Hacker News new | ask | show | jobs
by bct 4587 days ago
> easily get the content you need in JSON format or similar

When user stylesheets were conceived this is what HTML was.

1 comments

JSON is a data format. HTML is a markup language. You don't store data as HTML, because it's not intended to store data, only presentational markup.
> You don't store data as HTML

You do if your data is a document.

And after CSS was introduced, HTML was definitely not supposed to be presentational.

> You do if your data is a document.

A document mixes information with presentation. It's not data. Because it mixes information with presentation, you have to re-prepare it for each medium you intend to display it on.

HTML is a poor document format. If you store your document as HTML, then you also have to store the CSS along with it or it won't be a complete document. Unless you want to include the styling in the HTML file, a kludge which violates the Single Responsibility Principle.

There are plenty of document formats out there that don't have this issue, like PDF or RTF.

If you want your document to look more like data, then what you do is factor out all the atomic bits of information into values that you can then input into a database. Then write code to present it. Works well for structured documents like orders, invoices, or reports, less so for unstructured information like blog posts. For these, mixing presentation with information is unavoidable, just adding bold-face to a word means you'll need to store presentation information in your data. The "semantic web" is intended to address this.

> And after CSS was introduced, HTML was definitely not supposed to be presentational.

Presentation involves more than just style. CSS handles the style of web content, HTML handles the structure.

I'm familiar with the distinction between document and data. I'm talking about a site like a blog, where the document is the data. That was the original context of this conversation, IIRC.

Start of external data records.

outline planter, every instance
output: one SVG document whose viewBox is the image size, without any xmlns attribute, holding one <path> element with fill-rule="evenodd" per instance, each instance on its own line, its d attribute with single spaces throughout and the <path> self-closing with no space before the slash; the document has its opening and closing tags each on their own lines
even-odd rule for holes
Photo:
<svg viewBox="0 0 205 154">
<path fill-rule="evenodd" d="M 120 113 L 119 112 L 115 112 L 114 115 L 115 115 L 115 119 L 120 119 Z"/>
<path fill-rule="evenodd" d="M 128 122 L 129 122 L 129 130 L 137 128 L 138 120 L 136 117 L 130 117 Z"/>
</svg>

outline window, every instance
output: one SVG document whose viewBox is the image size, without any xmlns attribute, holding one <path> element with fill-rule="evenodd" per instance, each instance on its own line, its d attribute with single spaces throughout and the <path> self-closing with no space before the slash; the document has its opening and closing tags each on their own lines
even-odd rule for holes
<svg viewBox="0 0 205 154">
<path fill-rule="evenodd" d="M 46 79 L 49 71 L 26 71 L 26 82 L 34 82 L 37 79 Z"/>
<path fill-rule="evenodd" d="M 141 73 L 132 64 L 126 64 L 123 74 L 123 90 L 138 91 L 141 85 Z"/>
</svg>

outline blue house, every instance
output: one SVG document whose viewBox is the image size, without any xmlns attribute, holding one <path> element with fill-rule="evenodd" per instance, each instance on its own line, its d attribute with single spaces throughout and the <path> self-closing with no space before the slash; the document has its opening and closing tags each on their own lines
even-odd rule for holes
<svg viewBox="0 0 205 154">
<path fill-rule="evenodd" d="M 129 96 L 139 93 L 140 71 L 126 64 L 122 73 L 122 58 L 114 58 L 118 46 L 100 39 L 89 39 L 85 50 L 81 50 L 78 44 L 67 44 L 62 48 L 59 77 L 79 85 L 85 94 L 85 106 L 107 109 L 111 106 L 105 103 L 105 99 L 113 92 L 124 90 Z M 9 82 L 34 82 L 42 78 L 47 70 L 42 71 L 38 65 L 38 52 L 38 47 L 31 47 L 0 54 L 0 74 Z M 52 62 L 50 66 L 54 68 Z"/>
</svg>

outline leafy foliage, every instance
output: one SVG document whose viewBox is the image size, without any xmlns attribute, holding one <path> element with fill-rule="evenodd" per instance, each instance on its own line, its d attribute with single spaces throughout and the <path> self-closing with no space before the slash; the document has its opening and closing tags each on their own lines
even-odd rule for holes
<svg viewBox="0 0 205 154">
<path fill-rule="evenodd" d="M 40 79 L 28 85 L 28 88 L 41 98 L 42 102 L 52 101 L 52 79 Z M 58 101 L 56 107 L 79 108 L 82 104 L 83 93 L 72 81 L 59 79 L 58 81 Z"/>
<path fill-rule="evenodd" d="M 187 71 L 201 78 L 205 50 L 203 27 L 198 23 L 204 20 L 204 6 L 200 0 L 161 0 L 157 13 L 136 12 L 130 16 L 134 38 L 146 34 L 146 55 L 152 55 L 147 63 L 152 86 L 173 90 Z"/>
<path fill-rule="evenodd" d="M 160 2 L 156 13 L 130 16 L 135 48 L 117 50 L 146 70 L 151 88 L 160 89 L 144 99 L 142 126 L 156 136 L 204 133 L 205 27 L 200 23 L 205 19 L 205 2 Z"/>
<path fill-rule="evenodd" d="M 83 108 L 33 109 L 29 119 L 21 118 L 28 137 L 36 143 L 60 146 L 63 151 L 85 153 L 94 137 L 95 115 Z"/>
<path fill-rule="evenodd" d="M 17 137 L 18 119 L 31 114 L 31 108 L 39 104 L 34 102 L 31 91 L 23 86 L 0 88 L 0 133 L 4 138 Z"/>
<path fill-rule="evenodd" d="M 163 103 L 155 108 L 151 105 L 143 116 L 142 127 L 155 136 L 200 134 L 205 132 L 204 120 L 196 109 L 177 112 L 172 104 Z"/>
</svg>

HTML is emphatically not a poor document format, but it satisfies different requirements than PDF and RTF do. The weak connection between structure and what you call "style" (what I would call presentation) is a feature; it allows clients to modify the presentation to suit their needs. If I want a bigger font or higher contrast or a smaller column width, I'm able to do that because of the separation between structure and style.

But (as you rightly pointed out) this is a lot harder than it should be (and harder than it used to be). As a result, when an HTML document doesn't work for someone (due to its presentation) they have to complain to document creators instead of merely configuring their client (once) to suit their needs. This sucks.

> But (as you rightly pointed out) this is a lot harder than it should be (and harder than it used to be).

It's hard because doing this is moving in the wrong direction concerning the intended abstractions.

As I said earlier, a document combines unstructured information with presentation, and you have to re-do the document every time the presentational logic changes. This is necessary because the information in the document is unstructured, it's not like an order form.

Because you cannot predict what form unstructured information will take, the presentational logic is necessarily strongly coupled with the information. That's why it's hard to do what you want. You can pop open Dev Tools and manually do it, but you can't write a program that will take _all blog posts_ and restructure them the way you want to, because _all blog posts_ is impossible to reason about.

No amount of evolution to the HTML or CSS standards will work out this particular bit of complexity. If you could standardize a blog post, then you could write a program to do it. But it would only work on posts that meet the standard.

Say you made it so every blog CMS out there stored the text in the DB in Markdown format and provided an API so you could get at the Markdown. Then you could do what you say, provide your own styling. What this would be doing is introducing a separation of concerns. You push most of structure out of the data, and divide up styling duties between a base level (Markdown) and an upper level. (whatever you're using to display it) You may not even need the API if the CMS doesn't screw around too much with the presentation by putting, say, ads, in the middle of the content. Then you could screen scrape and convert the generated HTML back into Markdown, but again, this is the wrong way to go, (depending on concretion rather than abstraction) and prone to breakage. You really need the API layer to do this properly.

But you can't hope that one day HTML and CSS will make sense again like the old days and that user-styling will work again. It only worked before in the very early days of the web because everything was super simple and people could live with the edge cases that cropped up, not because the underlying domain changed. That solution was always brittle, and it broke the second people wanted greater flexibility in presentation.

> You may not even need the API if the CMS doesn't screw around too much with the presentation by putting, say, ads, in the middle of the content.

This is exactly what I'm saying.

> Then you could screen scrape and convert the generated HTML back into Markdown,

Why do you want the Markdown at all?